Feature Traditional RAG Agentic RAG
Overview Retriever → Generator; static pipeline grounded in retrieved context. RAG + intelligent agent; dynamic decision-making, planning & tool use.
Architecture Fixed sequence: query → embedding → retrieve top-k → prompt → LLM answer. Loop of “Thought → Tool → Observation”; agent decides when/where/how to retrieve or call tools.
Workflow One-shot: embed & retrieve → augment prompt → generate answer. Iterative: plan → retrieve → evaluate → (re-retrieve…) → generate → (optional verify).
Memory & Reasoning No built-in memory; reasoning is one-pass inside the final LLM call. Maintains state across steps; chain-of-thought exposes planning, self-correction & long-term memory.
Use Cases Simple QA on a single knowledge source. Complex, multi-step tasks; multi-source routing; tool-augmented actions (e.g. charts, APIs).
Trade-offs Simpler, faster, cheaper, easier to debug; limited adaptability. More flexible & accurate; handles ambiguity; higher latency, cost & engineering complexity.
**LangChain Chains: static RetrievalQA/ConversationRetrieval. Agents: wrap retrievers as tools (LangChain Agents)

Note: Check out the RAG implementation in this repository: NikhilRAG

Features

  • Agentic RAG pipeline A state‐graph (graph.py) orchestrates:

    1. A router/agent node that decides whether to call a document retriever tool

    2. A document‐quality checker to route between rewriting or generation

    3. A generator node that synthesizes answers from retrieved context

    4. A rewrite node that reformulates queries when no relevant docs are found

      Graph Overview

  • Custom retriever tool Uses Chroma to index and retrieve document chunks (via embed_generator.py./chroma_db), exposed as a named tool for the agent.

  • Streamlit front-end A chat UI (streamlit_app.py) to interact with your RAG agent in real time:

    • Initializes and persists st.session_state.messages
    • Shows a welcome prompt and conversation history
    • Invokes the compiled LangGraph state‐graph under the hood
    • Displays “Thinking…” spinners and debug info on demand
  • Embeddings & indexing embed_generator.py loads PDFs from ./docs, splits into chunks, and persists embeddings in ./chroma_db.

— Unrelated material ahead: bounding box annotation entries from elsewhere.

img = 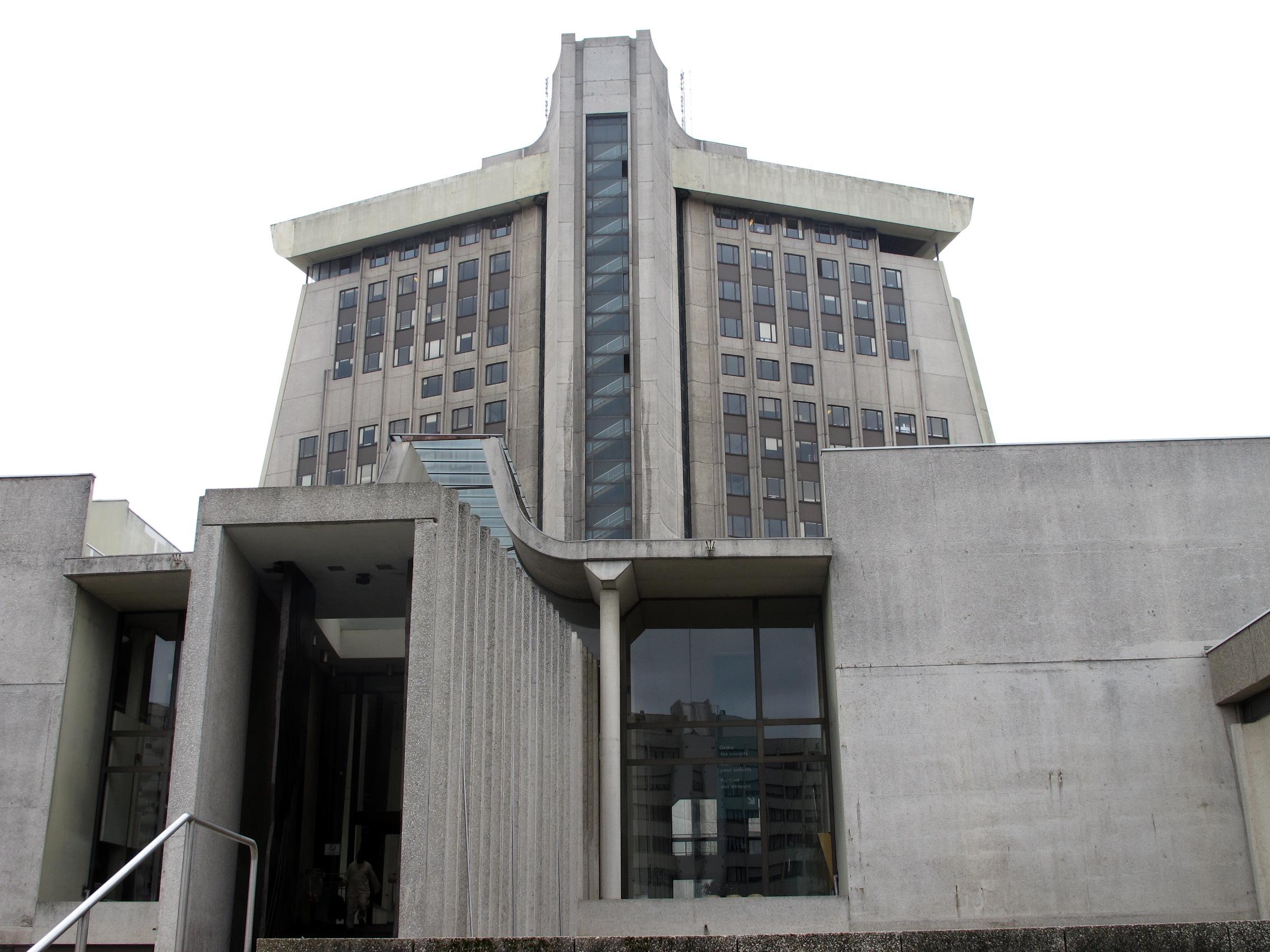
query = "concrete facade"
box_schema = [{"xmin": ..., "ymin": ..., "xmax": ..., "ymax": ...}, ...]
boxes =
[
  {"xmin": 824, "ymin": 440, "xmax": 1270, "ymax": 929},
  {"xmin": 260, "ymin": 31, "xmax": 993, "ymax": 540}
]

  • Retrieval QA demo A standalone retrieval‐QA script (bin/retriever.py) to sanity-check your vector store outside of the state graph.

Getting Started

1. Clone the repo

git clone https://github.com/unikill066/agentic-rag.git
cd agentic-rag

2. Install dependencies

Using pip (via requirements.txt):

pip install uv
uv venv .venv
source .venv/bin/activate
uv pip install -r requirements.txt

Or with Poetry, uv is just 10-100X faster (via pyproject.toml):

poetry install
poetry shell

3. Environment variables

Create a .env(refer to .env.example) in the repo root and set your OpenAI API key (and, if used, Firebase credentials):

OPENAI_API_KEY=sk-...
LANGSMITH_TRACING=true
LANGSMITH_ENDPOINT="https://api.smith.langchain.com"
LANGSMITH_API_KEY=ls-...
LANGSMITH_PROJECT="proj_name"

4. Index your documents

Put any .pdf files you want to query into ./docs/ then run:

python bin/embed_generator.py

This will split and embed your PDFs into ./chroma_db.

5. Run the Streamlit app

streamlit run streamlit_app-local.py

Open your browser at http://localhost:8501 and start asking questions!

Repo Structure

.
├── bin/
│   ├── embed_generator.py     # PDF -> Chroma embedding pipeline
│   └── retriever.py           # Standalone RetrievalQA demo for testing
├── chroma_db
├── constants.py
├── graph.py                   # builds & compiles the LangGraph Agentic RAG agent
├── streamlit_app.py           # Streamlit front‐end & chat UI
├── requirements.txt
├── pyproject.toml
└── README.md

License

This project is licensed under the MIT License.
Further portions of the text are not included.